Currently reading Lawrence Lessig’s “The Future of Ideas”, I think they forget about something important. Lessig time and again cites parks as an example for commons: Public space that is meant to serve people to hang around. In times where it has become a common complaint that you have to buy a latte macchiato in order to talk to your acquaintances, I find it worrying when cities try to erase the last free facilities for public life.
In fact, Braunschweig says that you may only assemble publicly when you have something political to say. The flashmobbers could announce a demonstration, but in this case, their picnic would not be granted. A picnic is, in the words of the authorities, “a non-licensable extraordinary use”.
Officially, the city is worried that the picnic may harm public property.

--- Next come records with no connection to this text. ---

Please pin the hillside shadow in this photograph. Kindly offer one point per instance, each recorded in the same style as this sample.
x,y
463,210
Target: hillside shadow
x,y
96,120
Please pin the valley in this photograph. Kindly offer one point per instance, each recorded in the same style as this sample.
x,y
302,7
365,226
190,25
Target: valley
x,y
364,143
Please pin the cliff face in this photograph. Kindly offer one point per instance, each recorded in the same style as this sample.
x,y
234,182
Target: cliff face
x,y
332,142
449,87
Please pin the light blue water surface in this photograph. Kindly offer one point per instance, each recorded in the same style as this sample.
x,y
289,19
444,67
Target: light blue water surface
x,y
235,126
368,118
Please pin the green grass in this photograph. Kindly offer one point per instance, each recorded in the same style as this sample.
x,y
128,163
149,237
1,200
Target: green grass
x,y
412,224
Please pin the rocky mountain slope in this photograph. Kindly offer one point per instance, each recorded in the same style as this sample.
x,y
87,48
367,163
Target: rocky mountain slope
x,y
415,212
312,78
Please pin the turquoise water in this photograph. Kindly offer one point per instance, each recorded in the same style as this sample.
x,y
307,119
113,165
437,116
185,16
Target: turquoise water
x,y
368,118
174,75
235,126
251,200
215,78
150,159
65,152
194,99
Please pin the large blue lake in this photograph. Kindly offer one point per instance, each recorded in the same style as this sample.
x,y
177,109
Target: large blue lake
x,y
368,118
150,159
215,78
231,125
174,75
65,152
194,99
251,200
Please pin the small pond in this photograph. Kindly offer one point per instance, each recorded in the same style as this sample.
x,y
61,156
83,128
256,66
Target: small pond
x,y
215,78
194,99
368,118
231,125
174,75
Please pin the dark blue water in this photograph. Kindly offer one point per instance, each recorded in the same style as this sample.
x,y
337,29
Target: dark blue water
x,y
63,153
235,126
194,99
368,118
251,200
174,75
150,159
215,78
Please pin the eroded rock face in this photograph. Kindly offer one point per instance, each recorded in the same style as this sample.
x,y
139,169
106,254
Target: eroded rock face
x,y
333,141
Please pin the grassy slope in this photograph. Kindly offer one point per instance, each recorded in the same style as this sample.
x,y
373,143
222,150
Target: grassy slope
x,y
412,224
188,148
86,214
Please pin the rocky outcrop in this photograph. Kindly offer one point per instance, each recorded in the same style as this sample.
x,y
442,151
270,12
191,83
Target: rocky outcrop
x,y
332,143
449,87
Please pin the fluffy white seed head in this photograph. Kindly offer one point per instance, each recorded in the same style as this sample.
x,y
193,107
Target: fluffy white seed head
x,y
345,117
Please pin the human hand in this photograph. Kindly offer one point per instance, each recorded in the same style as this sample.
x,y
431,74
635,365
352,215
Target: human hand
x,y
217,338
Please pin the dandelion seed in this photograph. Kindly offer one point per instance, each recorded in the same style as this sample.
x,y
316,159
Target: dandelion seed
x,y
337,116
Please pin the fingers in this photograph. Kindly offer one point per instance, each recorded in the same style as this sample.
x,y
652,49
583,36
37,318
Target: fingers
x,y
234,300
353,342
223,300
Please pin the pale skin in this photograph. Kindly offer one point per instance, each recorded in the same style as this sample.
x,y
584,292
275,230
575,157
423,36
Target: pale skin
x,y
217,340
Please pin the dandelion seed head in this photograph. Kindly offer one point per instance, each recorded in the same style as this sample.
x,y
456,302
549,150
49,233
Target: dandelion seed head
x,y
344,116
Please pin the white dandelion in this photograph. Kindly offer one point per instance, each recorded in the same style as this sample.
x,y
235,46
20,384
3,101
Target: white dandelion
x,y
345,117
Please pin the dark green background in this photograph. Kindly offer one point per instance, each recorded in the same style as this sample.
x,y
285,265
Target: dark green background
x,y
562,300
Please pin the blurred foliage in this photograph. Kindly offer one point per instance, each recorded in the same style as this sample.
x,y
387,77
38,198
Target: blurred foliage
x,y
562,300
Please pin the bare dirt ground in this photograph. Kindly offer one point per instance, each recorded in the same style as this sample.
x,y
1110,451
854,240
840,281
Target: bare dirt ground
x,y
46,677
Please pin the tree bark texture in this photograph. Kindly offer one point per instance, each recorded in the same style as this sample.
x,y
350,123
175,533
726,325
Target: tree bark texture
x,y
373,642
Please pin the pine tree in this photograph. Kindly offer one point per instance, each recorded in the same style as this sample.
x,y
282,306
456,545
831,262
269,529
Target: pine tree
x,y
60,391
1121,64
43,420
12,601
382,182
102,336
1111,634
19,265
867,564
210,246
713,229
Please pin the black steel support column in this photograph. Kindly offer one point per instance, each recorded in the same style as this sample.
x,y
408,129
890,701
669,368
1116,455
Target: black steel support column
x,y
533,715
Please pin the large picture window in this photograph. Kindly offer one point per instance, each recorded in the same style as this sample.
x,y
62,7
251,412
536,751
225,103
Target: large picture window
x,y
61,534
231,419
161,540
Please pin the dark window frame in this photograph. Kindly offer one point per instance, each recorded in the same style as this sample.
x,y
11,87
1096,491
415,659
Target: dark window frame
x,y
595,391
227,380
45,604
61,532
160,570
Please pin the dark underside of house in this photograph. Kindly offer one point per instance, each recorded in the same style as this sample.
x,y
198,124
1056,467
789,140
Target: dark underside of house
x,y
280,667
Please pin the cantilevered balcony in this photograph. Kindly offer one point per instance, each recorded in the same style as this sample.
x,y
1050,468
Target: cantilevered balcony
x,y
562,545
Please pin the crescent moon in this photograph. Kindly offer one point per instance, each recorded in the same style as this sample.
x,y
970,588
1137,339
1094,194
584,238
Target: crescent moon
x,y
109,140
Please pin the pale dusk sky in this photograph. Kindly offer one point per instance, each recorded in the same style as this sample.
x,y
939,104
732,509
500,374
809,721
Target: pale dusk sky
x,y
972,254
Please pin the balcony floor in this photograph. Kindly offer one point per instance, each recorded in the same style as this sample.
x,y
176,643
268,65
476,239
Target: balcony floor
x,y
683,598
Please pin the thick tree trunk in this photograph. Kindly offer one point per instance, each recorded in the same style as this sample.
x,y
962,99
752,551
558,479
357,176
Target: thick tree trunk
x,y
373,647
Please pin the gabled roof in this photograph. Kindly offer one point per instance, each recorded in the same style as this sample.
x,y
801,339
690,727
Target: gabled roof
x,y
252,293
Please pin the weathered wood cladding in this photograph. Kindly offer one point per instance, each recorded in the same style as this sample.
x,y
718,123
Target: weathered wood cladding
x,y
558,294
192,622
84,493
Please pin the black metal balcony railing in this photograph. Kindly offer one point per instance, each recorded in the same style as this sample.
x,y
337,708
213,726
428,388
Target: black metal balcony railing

It’s highly probable that they fear the flashmob could get out of hand like a recent event where thousands stormed the island of Sylt and indeed caused some damages. But even if this is the case, a simple fear cannot be reason enough to crack down on public life.
I think that we actually need more public life, and we need more gatherings like said flashmob that do not serve any higher means. It is an annual event; in the years before, no more than 70 people showed up. And even if it were some more – what is so worrying about people picnicking together on a public square? The same politicians that complain at length about anti-social behavior seem to have a strange, deep-rooted fear of citizens engaging in public life.
It is a fear of the unorganized character of a flashmob. These people do not understand an event where there are no authorities, where the one who started it does not claim to have a right to command those taking up the idea, where there is no leader assuming responsability, but many citizens that are all responsable for themselves. In one word, flashmobs are just too democratic for these old authorities.